Author Archives: Chris Johnson

About Chris Johnson

Chris is an avid developer, speaker and is the General Manager of Provoke Solutions Inc. a Microsoft Gold Partner in Seattle WA that is one of the world's most renowned and sought-after online experience consultancies. Provoke Solutions specialize in software solutions for SharePoint and the Microsoft technology stack (http://www.provokesolutions.com). In Nov 2011 Chris left Microsoft Corporation after nine and a half years where he most recently was a Senior Technical Product Manager for the SharePoint product group in Redmond Washington managing SharePoint’s professional developer audience technical marketing programs. Chris moved to Redmond in 2007 to work in the software engineering team on the SharePoint 2010 release after working for Microsoft New Zealand. In New Zealand he consulted to customers across the Asia Pacific region on designing and implementing Content Management Server and SharePoint deployments. Chris’ background is in Microsoft software development and enjoys all things technical. He is a speaker at numerous conferences around the world such as Tech.Ed, SharePoint Best Practices Conference, SharePoint Connections and the world wide SharePoint Conference. Chris holds a Bachelor of Computer Science & enjoys throwing himself out of perfectly good airplanes from time to time. Chris blogs and can be contacted via www.looselytyped.net

Parsing Azure Blob Storage logs using Azure Functions

One of the ways AC and I track how many people are listening to the Microsoft Cloud Show episodes we put out is by using the logs created for Azure Storage.  These track the various requests for the mp3 files for each episode.  You have to turn on this logging for your account and once this is done then log files are written into the /$logs/blob folder of your storage account.  You can read more about Azure Storage Analytics here: https://msdn.microsoft.com/en-us/library/hh343270.aspx

image

However, the way the storage logs are filed does not exactly make analyzing them easy in something like Excel.   They are logged in /year/month/day/hour/5min chunk folders/files in CSV format. (detail of what is logged is here).

image

Until recently our process for downloading the analyzing these was rather laborious and included:

  1. Download all the logs files.
  2. Use some PowerShell to squash all the thousands of CSV files into one big one.
  3. Use SQL Import tool to take the CSV and import each line into a temp table in SQL Azure
  4. Run a T-SQL script over the data to remove all the rows we were not interested in (we only wanted the logs for downloaded MP3s, not other assets etc.…)
  5. Mutate the data in various columns for better reporting. e.g. pulling important parts from the User Agent string and pulling an episode number out of the filenames.
  6. Finally inserting all the new rows into the final reporting Table
  7. Using Excel to report over the data

It was error prone, painfully slow at times and required all these things to be done each time we wanted new statistics.  At times we would go months without doing this and were flying blind on how many people were listening.  Not really very good.

What we really needed was an automated process!

Azure Function Apps to the rescue!

In March 2016 Microsoft announced Azure Functions.  They are lightweight bits of code that can be run in Azure when certain events occur, like on a timed basis, when an HTTP request is made and when a blob is added to storage.  What is nice about them is that you are not paying for a Virtual Machine to sit there mostly idle.  You only pay for what you use.  You can write them in a variety of languages and trigger them in various ways.  If you know how to write a console app in C# they are super easy to understand, same with a hello world app in Node.JS.

They looked perfect for what I wanted to do.  I wanted to read in log files as they were created, parse the content out of them & them log that to an Azure SQL Database.  From there we just attach Excel to the DB and go to town with graphs and pivot tables etc.…

Microsoft.Azure.WebJobs.Host: Invalid container name: $logs.

image

Sad smile

Problem!
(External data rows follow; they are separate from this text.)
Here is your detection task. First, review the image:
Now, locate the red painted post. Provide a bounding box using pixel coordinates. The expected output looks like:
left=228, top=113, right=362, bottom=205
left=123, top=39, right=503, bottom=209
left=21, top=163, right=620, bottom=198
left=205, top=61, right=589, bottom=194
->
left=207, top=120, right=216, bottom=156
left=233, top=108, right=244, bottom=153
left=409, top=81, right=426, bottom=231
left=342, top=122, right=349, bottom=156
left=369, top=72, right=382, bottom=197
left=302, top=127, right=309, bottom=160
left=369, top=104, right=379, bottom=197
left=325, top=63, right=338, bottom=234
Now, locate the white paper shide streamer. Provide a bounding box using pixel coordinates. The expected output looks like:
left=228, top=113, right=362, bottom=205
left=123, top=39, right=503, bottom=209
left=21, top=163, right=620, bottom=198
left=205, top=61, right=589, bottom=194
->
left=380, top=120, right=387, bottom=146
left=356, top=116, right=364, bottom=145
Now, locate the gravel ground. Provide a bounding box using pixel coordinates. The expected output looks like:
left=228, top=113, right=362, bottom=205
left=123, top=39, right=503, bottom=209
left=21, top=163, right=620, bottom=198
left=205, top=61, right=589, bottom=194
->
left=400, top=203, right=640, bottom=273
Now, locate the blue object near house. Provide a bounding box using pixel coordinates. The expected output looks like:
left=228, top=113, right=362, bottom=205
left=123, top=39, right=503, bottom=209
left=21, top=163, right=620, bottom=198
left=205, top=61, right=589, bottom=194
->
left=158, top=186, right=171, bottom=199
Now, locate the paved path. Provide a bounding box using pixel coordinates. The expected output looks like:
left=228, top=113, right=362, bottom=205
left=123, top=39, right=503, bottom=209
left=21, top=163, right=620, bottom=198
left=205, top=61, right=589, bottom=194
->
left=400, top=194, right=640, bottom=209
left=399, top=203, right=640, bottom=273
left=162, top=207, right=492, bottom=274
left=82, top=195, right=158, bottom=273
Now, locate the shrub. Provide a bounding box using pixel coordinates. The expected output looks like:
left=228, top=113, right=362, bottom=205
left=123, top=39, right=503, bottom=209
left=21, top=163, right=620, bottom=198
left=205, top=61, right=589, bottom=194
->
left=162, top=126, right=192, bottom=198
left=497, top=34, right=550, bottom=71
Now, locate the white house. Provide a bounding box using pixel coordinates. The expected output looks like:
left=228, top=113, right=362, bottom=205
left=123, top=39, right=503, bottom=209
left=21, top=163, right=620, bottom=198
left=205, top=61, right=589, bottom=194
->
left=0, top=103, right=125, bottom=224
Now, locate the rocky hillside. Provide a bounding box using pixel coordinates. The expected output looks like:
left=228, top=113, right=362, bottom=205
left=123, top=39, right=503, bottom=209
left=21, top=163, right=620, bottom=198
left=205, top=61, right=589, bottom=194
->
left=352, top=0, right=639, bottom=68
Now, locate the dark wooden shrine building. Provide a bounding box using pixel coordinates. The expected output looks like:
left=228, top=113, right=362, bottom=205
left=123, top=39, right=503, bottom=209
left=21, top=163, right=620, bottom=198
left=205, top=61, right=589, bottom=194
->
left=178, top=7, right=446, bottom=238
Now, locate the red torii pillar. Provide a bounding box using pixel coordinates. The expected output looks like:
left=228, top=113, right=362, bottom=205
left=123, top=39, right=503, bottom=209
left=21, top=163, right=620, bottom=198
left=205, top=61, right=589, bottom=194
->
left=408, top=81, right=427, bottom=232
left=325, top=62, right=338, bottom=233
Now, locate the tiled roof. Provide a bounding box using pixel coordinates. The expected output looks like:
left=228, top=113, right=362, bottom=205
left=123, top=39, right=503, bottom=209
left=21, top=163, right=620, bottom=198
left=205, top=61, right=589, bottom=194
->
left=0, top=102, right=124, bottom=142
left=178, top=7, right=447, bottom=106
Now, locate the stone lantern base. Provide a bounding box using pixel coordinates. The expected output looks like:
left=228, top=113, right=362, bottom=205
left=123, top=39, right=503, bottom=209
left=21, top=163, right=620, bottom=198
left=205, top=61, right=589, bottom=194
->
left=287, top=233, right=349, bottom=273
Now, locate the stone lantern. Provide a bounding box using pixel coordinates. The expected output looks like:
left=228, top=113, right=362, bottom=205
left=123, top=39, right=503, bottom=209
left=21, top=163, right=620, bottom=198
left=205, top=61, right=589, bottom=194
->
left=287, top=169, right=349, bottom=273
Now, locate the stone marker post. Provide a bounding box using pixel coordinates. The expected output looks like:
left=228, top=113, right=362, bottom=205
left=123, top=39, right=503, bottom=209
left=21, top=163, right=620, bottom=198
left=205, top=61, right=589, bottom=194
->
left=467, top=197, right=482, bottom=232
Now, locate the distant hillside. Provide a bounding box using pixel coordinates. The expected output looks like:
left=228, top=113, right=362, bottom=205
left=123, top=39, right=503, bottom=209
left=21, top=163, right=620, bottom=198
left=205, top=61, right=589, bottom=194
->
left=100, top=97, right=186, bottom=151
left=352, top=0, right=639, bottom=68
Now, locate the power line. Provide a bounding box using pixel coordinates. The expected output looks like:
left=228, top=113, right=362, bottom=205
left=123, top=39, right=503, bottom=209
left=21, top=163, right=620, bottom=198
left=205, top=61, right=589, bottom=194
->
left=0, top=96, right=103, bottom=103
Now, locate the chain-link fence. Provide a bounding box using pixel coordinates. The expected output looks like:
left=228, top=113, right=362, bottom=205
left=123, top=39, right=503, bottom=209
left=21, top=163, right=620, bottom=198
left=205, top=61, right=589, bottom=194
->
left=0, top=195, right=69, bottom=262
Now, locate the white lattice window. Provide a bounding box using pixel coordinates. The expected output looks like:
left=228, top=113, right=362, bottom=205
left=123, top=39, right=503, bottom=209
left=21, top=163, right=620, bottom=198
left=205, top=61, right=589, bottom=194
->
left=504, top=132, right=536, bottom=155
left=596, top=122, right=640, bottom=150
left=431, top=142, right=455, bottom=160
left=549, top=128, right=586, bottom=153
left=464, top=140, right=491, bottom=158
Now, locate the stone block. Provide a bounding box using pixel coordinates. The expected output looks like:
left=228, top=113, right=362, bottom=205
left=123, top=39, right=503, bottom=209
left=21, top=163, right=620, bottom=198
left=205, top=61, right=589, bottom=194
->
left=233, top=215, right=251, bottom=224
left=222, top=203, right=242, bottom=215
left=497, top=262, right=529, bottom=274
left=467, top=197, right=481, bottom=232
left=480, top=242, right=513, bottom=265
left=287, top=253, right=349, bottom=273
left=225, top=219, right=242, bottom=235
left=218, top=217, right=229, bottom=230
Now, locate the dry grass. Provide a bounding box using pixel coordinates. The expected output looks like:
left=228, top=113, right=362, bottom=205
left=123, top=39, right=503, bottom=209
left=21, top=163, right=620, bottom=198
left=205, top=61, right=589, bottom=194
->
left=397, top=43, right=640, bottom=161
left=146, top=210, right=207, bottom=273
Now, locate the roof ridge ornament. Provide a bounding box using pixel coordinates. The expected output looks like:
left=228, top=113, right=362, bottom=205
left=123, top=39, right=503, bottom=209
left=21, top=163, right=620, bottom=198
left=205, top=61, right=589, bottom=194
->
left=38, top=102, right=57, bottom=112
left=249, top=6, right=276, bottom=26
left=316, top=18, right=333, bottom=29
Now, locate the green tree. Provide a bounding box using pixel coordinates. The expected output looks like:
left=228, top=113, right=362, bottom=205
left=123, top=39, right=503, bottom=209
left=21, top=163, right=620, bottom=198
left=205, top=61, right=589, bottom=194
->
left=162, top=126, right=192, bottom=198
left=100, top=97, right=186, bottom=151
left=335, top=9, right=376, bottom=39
Currently it looks like you can’t trigger a Function off blob creation of a log file in the $logs container which is where the files are dropped 🙁  I don’t know if this is something that will change, but ill try and find out.
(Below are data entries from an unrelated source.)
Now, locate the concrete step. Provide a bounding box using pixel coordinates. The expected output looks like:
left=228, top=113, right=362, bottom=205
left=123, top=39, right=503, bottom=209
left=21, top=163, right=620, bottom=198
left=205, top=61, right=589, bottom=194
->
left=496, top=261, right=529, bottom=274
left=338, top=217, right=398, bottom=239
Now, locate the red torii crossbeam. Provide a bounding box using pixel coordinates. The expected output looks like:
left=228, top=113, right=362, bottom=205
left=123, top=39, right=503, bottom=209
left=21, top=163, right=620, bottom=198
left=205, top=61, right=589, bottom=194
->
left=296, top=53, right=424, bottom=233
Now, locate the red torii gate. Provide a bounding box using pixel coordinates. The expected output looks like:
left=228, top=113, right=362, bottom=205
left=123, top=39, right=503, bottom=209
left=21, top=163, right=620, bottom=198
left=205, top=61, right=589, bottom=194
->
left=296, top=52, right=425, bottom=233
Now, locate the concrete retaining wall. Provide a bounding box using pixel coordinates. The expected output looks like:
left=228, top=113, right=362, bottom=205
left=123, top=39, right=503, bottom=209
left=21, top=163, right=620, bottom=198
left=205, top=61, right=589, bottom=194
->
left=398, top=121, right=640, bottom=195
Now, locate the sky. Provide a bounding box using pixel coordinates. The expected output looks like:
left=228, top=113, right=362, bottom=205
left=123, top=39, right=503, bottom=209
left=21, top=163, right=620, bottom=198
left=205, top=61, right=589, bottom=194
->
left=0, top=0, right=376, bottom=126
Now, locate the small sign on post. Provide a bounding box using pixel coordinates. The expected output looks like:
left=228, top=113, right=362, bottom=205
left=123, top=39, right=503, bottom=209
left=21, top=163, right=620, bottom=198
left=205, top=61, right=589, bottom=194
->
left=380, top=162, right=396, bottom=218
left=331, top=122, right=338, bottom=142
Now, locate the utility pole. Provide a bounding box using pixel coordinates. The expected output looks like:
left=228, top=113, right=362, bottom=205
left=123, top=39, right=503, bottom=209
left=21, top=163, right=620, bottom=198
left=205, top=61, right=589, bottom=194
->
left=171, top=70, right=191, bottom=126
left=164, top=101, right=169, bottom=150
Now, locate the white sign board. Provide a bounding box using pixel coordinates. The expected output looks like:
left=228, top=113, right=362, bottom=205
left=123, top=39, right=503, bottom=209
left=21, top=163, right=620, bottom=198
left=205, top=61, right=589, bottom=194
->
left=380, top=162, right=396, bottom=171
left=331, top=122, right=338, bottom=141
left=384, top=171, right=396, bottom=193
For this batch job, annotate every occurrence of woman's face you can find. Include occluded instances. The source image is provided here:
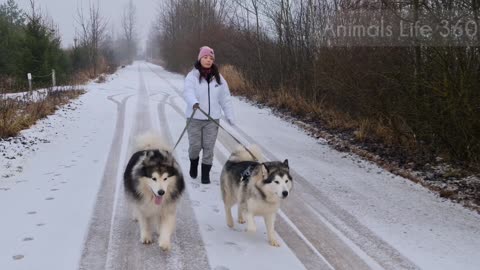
[200,55,214,68]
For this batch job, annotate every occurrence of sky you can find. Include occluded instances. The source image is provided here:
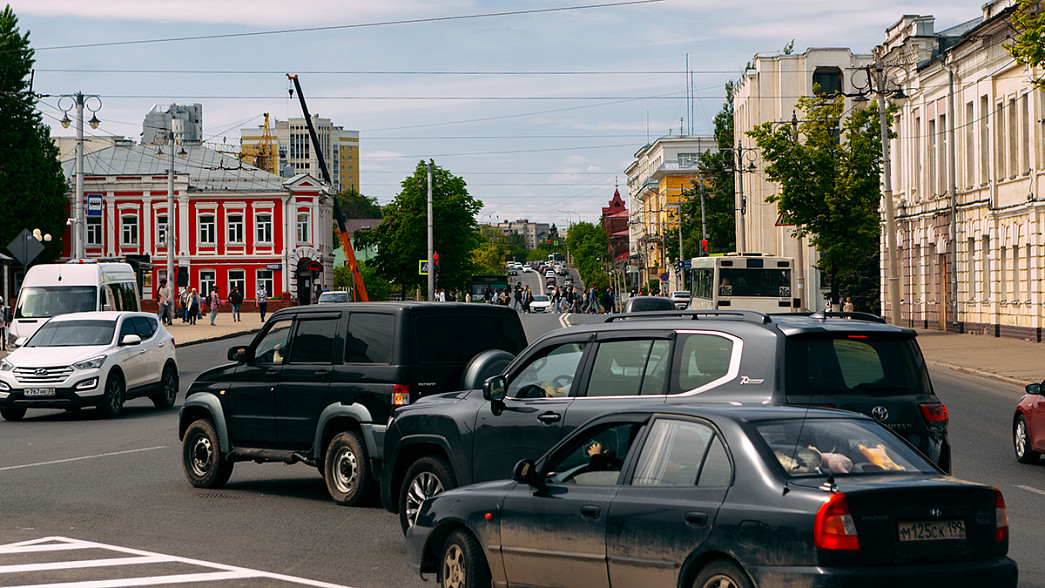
[8,0,982,227]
This means that for now we would have to do one of two things:

  1. Manually copy log files to another container periodically. Ok solution.
  2. Make another function that is triggered every 15 mins or so to copy the log files out to another container which would trigger or other function. Better solution.
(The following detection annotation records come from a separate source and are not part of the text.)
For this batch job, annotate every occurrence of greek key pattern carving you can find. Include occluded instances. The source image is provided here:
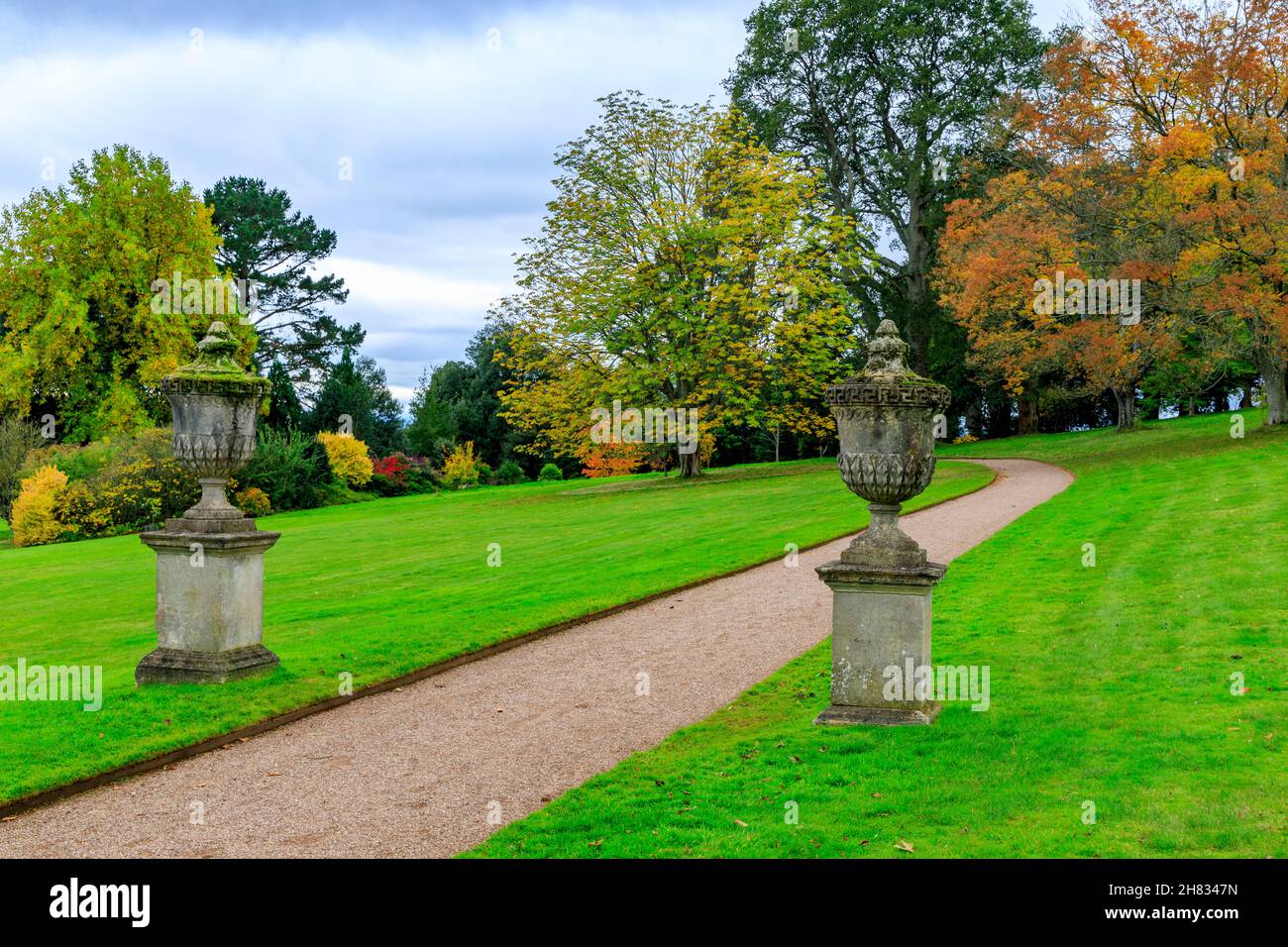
[825,382,949,411]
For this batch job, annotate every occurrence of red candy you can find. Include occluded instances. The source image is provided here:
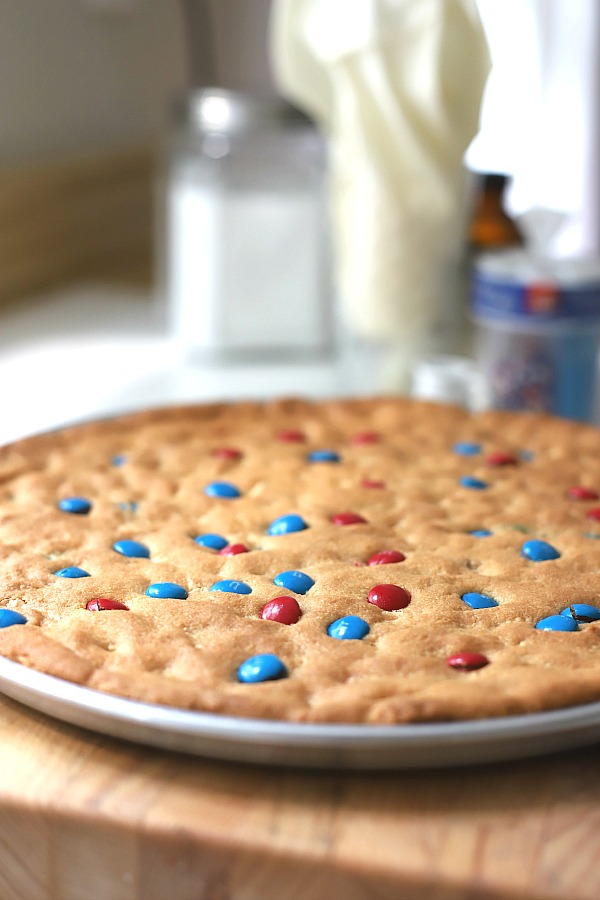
[360,478,385,489]
[277,428,306,444]
[260,597,302,625]
[367,584,412,612]
[568,484,600,500]
[85,597,129,612]
[331,513,367,525]
[446,653,489,671]
[350,431,380,444]
[485,451,519,466]
[367,550,406,566]
[213,447,242,459]
[219,544,249,556]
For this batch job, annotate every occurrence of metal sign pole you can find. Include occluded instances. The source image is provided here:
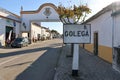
[72,44,79,76]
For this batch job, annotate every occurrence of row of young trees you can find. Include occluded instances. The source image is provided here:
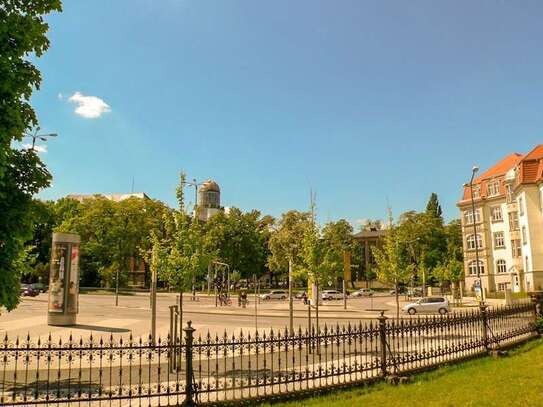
[373,193,464,314]
[22,174,463,306]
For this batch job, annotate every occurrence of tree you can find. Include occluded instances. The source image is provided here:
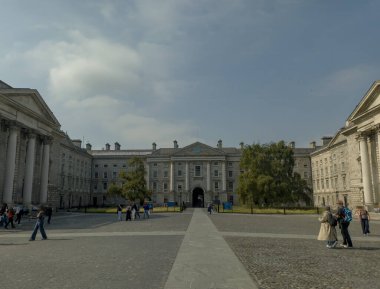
[237,141,307,205]
[108,157,151,202]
I opted for copying the blobs on a schedule.  I wrote some pretty crude code that:

  1. Enumerates all the blobs in the source $logs container
  2. Checks if they exist in the destination container
  3. Copies them over if they don’t

I say this is crude because it doesn’t keep track of the last blob that it copied and therefore each time it runs it enumerates all the logs each time. This isn’t ideal and I will probably need to make it a bit more sophisticated in the future. But for now running it once a day shouldn’t be a problem.
Update:  Since I published the post I updated the copy code to check to see if it needs to sync files since the last time the function ran + 1 extra day (to be safe).  This means it wont scan all your logs every time.

So here is what we have end to end …

image

  1. Copy logs from $logs in one subscription to /showlogs in another subscription
  2. Process each log file as it arrives and put the data in the Database

Show me the code!

Ok so how did I do this.  Below is the two Azure Functions.  I have tried to comment them so you can follow along.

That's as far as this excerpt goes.